Ask your bartender what's in a Barbara West Cocktail, and chances are they'll give you a shrug of the shoulders. They've probably never heard of it.

But ask the same bartender for a London Calling cocktail and — provided you're in the right place for this sort of thing — you'll see them pour gin, dry sherry, lemon juice, a little sugar syrup, and orange bitters into a mixing tin. They'll shake it up with ice, and serve it in a nice little cocktail glass — you may even get a grapefruit twist to go with it.

If you ask the bartender more about the drink, they might tell you that the London Calling cocktail was invented by a bartender called Chris Jepson at Milk & Honey in London in 2002; they might also share that it was on every Milk & Honey menu after that.
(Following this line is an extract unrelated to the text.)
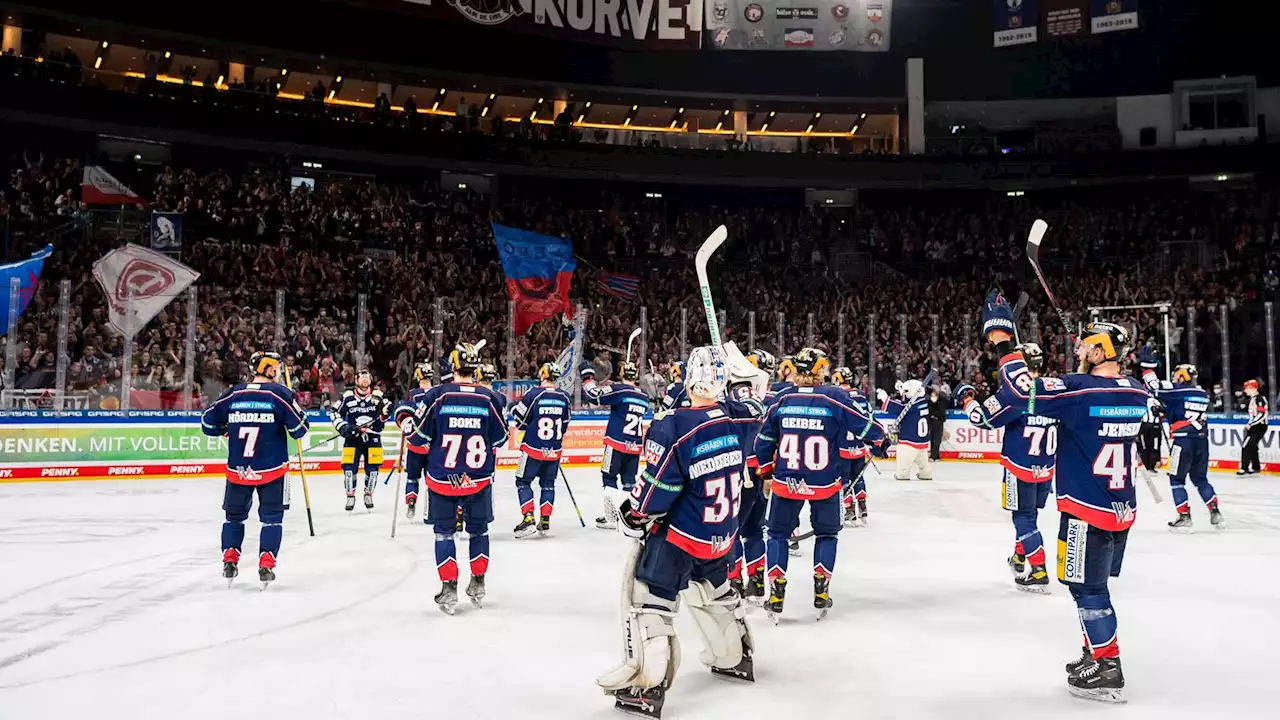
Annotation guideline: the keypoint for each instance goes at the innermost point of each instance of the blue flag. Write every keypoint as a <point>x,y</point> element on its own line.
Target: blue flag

The bartender might say it's one of their favourites.

And that would all be correct and true. But if the bartender told you that, then they could have told you what's in a Barbara West Cocktail, too.

Because, though the proportions differ, the Barbara West Cocktail is built using the same ingredients as the London Calling — and it dates to the 1930s, according to Ted Haigh's 2004 book Vintage Cocktails & Forgotten Spirits. Jepson's drink calls for orange bitters instead of Angostura bitters, and adds a lick of sugar to sweeten things up — and it's an altogether better drink. Jepson's drink is the superior beverage of the two, and that goes a long way to explaining why it has become a modern classic, and the Barbara West is best forgotten.

That little nugget of information — stored somewhere in the depths of my memory — came from a conversation with Brisbane-based bartender Kal Moore a few years back; a tip of the hat to him for the knowledge. It came to mind while tasting the drink over the last few days and trying to nail down the recipe I liked most.

Because there's more than a few tweaks to the spec out there. Some tend toward the drier side, with more lemon juice in the mix; some lean a little more on the gin. I've tasted some great versions of the drink in bars, and some not so great; to me — and this is personal preference — I don't like it when the gin sticks out too much, but others enjoy the presence of a proper navy strength gin.

I've also tried it served on a rock of good quality ice in a tumbler, with honey syrup in the place of sugar syrup, and you know what? It was delicious. That variation, too, has probably been done before, maybe just the other day, maybe back in the 1930s — who knows?

(In case it hasn't, I'm naming it the Calling Card Cocktail. There — I've claimed it.)

So don't get bogged down in the minutiae of who created what when. They're all variations on a theme. All that matters, really, is that you pays your money and you takes your choice.

The London Calling cocktail. Photo: Boothby
The London Calling cocktail. Photo: Boothby

London Calling cocktail
Ingredients

  • 45ml gin
  • 15ml fino sherry
  • 15ml lemon juice
  • 15ml sugar syrup
  • 2 dashes of orange bitters

Instructions

  1. Add all ingredients to a shaker and shake hard with ice.
  2. Strain into a chilled cocktail glass.
  3. Garnish with a grapefruit twist.